In an excellent Education Next blog post, Dr. Brian Kisida and Olivia Piontek respond to claims by UCLA’s Civil Rights Project and others that school segregation has worsened.  The authors offer a useful summary of the difficulties of measuring it using absolute and relative measures. They observe,

In contrast, relative measures of segregation take into account the underlying composition of students, making them more comparable across locations and over time. They are also conceptually different in that they measure how evenly a given population of students is distributed across an entire school system. This makes intuitive sense, as segregation implies that some students are segregated from other students—relative to some underlying pool of students a school could enroll.

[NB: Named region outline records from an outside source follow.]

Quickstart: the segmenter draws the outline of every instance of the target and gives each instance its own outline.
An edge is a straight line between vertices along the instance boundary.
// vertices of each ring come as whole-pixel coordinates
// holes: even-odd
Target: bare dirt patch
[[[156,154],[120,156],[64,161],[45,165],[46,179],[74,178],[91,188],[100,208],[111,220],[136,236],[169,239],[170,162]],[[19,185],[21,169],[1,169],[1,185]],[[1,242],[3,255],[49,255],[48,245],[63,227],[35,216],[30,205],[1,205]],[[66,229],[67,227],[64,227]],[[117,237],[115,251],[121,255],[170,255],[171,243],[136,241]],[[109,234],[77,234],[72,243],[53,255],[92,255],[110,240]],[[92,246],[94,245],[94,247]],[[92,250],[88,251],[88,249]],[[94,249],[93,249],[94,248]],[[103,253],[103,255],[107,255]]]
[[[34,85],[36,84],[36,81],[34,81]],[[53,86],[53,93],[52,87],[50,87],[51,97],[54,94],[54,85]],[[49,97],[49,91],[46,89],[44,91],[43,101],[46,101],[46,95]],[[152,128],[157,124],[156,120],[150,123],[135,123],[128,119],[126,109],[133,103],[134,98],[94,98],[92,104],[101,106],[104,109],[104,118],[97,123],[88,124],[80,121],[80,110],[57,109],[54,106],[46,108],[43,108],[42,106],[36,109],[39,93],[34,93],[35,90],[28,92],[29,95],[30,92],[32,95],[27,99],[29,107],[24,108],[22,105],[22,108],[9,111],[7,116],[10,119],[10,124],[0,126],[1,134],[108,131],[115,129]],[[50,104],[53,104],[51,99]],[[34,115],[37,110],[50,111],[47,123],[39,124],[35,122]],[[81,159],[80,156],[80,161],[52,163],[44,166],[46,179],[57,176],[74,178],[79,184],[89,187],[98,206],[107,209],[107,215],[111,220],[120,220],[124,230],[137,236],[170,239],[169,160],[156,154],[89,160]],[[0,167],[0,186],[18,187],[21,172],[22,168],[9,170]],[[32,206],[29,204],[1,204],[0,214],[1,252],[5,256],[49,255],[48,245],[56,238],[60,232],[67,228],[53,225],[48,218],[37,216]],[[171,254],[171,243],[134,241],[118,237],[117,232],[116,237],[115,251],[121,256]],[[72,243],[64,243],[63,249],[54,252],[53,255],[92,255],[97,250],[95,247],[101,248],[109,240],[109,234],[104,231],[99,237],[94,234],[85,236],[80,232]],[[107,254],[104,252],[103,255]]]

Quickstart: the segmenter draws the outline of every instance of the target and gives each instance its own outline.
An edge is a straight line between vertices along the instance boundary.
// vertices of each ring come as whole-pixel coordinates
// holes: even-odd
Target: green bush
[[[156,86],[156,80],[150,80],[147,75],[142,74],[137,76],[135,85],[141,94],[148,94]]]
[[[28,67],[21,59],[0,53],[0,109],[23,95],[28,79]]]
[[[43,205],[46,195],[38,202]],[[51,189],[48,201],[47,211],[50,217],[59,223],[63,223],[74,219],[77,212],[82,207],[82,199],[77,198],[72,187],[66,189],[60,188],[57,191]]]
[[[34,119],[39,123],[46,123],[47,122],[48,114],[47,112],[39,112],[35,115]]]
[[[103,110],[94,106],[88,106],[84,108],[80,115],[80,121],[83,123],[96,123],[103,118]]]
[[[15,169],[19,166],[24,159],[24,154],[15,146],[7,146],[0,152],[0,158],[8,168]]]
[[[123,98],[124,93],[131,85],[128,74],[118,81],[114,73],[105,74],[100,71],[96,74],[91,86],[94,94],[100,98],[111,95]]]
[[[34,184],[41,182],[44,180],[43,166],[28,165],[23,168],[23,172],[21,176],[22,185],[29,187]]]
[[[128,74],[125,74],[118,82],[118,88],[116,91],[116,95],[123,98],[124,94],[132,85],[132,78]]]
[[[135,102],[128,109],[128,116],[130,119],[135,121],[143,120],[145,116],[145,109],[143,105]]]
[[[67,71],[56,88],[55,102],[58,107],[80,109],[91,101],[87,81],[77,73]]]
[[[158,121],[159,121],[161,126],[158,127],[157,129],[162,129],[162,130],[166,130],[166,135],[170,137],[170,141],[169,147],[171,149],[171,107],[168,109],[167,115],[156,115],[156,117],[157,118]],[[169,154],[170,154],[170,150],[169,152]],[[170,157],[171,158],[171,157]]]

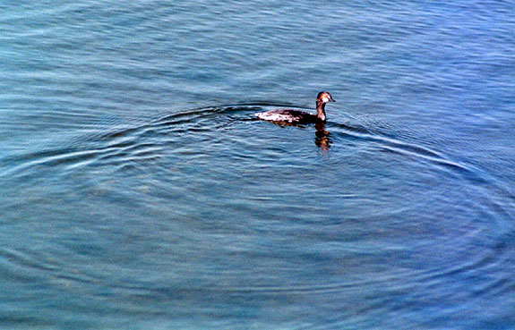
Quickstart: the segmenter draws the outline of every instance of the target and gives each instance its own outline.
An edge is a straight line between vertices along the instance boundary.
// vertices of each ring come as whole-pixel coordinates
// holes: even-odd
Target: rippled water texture
[[[515,328],[511,3],[0,10],[0,328]]]

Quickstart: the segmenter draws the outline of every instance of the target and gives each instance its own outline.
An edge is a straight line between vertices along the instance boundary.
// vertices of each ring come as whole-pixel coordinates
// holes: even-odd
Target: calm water
[[[63,3],[0,3],[1,328],[515,328],[515,4]]]

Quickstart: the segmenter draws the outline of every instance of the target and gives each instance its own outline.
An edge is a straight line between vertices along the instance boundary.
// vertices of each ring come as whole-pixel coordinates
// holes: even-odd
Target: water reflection
[[[314,124],[316,131],[314,132],[314,144],[322,151],[329,150],[330,147],[330,133],[325,131],[325,123],[318,123]]]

This issue with measuring segregation is well-known in the academic community, and there is ample scholarly evidence using relative measures of segregation that adjust for the underlying composition of students in school systems. Using these more sophisticated relative measures, such as the dissimilarity index and the variance-ratio index, examinations of trends find that segregation has been flat or modestly decreased over the past 20 years. In summary, massive resegregation is not occurring, and students are roughly just as evenly distributed across school systems as they were 20 years ago.

Kisida and Piontek conclude, “This [segregation] is an outrage that demands serious attention and action. But as we devise strategies and search for solutions, it is imperative that we are motivated by a complete picture of the problem we are trying to address.”